Of course, this being a Trump speech his announcement was sandwiched between lies. He alleged that Hillary Clinton started the “birther controversy” and that he simply finished it when actually he courted birther rumors for years alongside other even more outlandish conspiracy theories. For example, Trump alleged that the Hawaii state official who verified the president’s birth certificate and later died in a plane crash was killed to protect a secret plot involving the president, as he implied in a tweet at the time.
But it was what preceded his announcement that may have made the fawning press corps realize they were being had. Before Trump spoke, the press was subject to a series of decorated military veterans espousing Trump’s magnificence and steely-eyed determination. The spectacle was a nearly hour long campaign infomercial. Trump’s 67 word announcement about birtherism was preceded by a far longer soliloquy on the grandeur of Trump’s new hotel where rooms go for just under $900 a night. The camera crews were then given a tour of the hotel sans reporters who were not allowed to attend and at least one who tried was physically restrained. Too many pesky, inconvenient questions. This sideshow may have been the watershed moment when reporters realized they were not intended to be just mere publicists or, at least, should be no longer.
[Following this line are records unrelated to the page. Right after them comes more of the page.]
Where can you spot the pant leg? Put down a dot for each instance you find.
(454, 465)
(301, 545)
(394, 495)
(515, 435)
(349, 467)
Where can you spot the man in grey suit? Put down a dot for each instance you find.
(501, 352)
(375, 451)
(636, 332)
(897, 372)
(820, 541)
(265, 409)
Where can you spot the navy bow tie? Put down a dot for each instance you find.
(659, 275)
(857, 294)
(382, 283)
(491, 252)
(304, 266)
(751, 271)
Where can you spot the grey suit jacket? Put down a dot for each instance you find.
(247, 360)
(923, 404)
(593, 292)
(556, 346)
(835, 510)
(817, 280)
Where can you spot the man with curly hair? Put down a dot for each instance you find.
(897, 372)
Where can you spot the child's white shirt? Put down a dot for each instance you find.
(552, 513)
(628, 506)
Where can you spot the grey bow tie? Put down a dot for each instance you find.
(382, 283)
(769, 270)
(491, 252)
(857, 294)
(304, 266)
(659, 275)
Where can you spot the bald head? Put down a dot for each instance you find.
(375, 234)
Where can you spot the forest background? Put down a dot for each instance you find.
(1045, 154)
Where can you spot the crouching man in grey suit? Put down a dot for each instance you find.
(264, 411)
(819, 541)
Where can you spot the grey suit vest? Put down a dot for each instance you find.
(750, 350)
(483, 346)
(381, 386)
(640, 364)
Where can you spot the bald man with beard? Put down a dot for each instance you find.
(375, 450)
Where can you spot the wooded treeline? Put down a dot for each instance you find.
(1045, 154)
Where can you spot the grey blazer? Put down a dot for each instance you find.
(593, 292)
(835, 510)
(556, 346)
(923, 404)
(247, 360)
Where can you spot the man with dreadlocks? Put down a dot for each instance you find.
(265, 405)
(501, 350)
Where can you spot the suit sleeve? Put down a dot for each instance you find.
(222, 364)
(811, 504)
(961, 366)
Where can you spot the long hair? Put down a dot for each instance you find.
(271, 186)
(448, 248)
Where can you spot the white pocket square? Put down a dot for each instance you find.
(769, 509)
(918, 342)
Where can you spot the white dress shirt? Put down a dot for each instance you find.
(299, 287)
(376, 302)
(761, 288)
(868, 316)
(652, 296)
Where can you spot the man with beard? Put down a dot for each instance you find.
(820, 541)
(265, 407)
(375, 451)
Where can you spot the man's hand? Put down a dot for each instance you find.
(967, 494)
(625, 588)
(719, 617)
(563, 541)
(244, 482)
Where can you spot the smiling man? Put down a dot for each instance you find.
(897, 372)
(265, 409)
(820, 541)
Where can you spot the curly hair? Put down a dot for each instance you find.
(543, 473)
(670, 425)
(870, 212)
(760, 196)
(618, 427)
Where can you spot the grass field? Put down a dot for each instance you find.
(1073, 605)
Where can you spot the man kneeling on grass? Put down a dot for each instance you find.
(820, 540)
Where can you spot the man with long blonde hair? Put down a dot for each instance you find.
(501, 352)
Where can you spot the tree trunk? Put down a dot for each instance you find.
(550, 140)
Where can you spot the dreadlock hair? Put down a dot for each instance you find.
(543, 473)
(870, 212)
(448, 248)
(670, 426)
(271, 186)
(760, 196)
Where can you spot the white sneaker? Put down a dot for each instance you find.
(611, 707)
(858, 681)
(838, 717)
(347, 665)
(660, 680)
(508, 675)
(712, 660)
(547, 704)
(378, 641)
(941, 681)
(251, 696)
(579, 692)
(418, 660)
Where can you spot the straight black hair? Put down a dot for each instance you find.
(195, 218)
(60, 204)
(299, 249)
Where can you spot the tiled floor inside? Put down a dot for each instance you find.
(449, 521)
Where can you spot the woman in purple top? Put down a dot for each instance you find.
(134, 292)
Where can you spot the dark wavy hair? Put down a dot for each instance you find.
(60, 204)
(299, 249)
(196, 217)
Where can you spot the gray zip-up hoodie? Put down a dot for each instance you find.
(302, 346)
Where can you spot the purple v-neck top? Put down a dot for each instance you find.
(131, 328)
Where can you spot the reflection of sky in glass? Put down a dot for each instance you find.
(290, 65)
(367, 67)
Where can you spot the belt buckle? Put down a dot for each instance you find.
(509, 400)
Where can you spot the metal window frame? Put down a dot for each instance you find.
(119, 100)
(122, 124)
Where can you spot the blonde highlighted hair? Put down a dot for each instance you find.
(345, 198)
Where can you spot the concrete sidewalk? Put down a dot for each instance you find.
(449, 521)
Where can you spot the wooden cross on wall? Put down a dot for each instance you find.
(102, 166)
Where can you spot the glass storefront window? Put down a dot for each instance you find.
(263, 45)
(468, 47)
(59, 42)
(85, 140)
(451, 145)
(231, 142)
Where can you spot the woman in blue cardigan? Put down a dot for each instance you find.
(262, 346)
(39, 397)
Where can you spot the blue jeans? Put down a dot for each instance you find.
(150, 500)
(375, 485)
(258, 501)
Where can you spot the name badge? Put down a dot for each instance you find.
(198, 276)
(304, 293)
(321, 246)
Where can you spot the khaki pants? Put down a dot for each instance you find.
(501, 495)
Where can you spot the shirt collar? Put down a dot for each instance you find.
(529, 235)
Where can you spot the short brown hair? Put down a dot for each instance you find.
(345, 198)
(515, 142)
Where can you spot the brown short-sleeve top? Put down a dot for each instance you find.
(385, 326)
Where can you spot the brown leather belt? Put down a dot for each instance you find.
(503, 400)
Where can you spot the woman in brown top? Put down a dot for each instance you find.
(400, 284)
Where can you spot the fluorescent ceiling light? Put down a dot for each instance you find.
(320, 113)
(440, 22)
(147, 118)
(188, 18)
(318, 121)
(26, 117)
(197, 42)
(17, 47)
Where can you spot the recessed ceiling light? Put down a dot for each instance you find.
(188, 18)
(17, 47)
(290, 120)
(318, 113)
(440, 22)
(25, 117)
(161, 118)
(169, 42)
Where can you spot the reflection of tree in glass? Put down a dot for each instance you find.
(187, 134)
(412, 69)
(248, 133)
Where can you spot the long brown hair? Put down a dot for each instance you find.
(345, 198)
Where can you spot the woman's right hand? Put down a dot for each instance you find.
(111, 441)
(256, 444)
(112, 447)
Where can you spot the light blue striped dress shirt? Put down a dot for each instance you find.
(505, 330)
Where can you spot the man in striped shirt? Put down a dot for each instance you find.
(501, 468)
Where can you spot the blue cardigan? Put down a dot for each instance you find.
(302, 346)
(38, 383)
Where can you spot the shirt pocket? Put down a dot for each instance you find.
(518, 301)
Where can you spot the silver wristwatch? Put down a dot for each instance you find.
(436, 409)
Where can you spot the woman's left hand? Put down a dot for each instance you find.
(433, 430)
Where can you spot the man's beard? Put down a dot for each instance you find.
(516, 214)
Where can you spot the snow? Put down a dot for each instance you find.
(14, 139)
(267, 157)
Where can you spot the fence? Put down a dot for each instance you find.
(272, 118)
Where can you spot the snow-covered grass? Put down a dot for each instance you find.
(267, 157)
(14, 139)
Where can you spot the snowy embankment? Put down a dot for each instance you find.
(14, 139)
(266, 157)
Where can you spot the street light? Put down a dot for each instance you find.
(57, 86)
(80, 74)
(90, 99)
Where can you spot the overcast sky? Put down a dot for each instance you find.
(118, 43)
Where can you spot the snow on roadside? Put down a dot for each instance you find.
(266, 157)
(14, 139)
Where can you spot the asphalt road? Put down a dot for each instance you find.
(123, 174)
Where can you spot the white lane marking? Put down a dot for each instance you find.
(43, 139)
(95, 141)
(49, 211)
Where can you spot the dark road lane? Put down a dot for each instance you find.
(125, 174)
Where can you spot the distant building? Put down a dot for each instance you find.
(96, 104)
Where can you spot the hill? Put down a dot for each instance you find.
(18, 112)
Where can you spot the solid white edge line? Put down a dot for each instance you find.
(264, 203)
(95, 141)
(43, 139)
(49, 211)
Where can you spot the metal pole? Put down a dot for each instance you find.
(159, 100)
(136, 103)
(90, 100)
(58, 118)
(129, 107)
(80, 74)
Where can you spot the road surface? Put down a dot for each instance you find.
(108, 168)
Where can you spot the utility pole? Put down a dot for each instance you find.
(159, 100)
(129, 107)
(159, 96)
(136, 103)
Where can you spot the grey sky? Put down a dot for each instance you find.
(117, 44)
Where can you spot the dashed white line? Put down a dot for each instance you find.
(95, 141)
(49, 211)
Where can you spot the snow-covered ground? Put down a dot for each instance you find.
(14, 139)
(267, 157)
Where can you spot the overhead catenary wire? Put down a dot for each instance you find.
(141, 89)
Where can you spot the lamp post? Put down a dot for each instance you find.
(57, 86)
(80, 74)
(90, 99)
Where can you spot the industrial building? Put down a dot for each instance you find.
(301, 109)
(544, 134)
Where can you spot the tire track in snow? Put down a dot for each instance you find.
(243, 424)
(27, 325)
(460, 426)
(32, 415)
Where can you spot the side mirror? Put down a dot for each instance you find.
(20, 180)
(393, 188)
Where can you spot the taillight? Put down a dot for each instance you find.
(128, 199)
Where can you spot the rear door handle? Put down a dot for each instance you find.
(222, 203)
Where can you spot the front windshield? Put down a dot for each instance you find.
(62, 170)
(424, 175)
The major networks retaliated by not using footage of the hotel tour since the nominee barred reporters. The venting of the journalist’s frustration was largely confined to the safe space of social media, but other journalists joined the chorus of condemnation. “We got played again,” CNN’s John King said on the air. Jake Tapper and Gloria Borger denounced the way Trump had manipulated the media as well. The New York Times published a headline saying: “Trump clung to the "Birther" Lie for Years, and Still Isn't Apologetic.” Another New York Times article called Trump's birther crusade a "smear." Finally, according to the Washington Post, Frank Sesno, a former CNN Washington bureau chief who is now the director of the George Washington University School of Media and Public Affairs, said: “I’ve never seen anything as crass and disingenuous.”
But “crass” is Trump’s middle name, alongside commercialism and egotism. Surely, for a man who shows no interest in policy he is expert at manipulating the media using his campaign mostly as a backdrop to advertise his commercial endeavors and enrich himself. After all, which is of more importance - the level-headed leadership of America in troubled times or the promotion of all things Trump? The media talks insistently about a Trump pivot from a campaign of simply hurling insults to an immersion into issues when what is needed is a media pivot. The false equivalencies and mushy “balance” may finally be abandoned for an insistence on accuracy and truthfulness. After all, when a candidate demonstrates he is simply a con man who is in it for profit and self-promotion alone, then simply say so.
Given their fatigue at being used as a backdrop, the media may finally have found a new sense of urgency and quit normalizing the campaign of someone so unprepared and temperamentally unsuited for high office. In other words, they may finally do their job.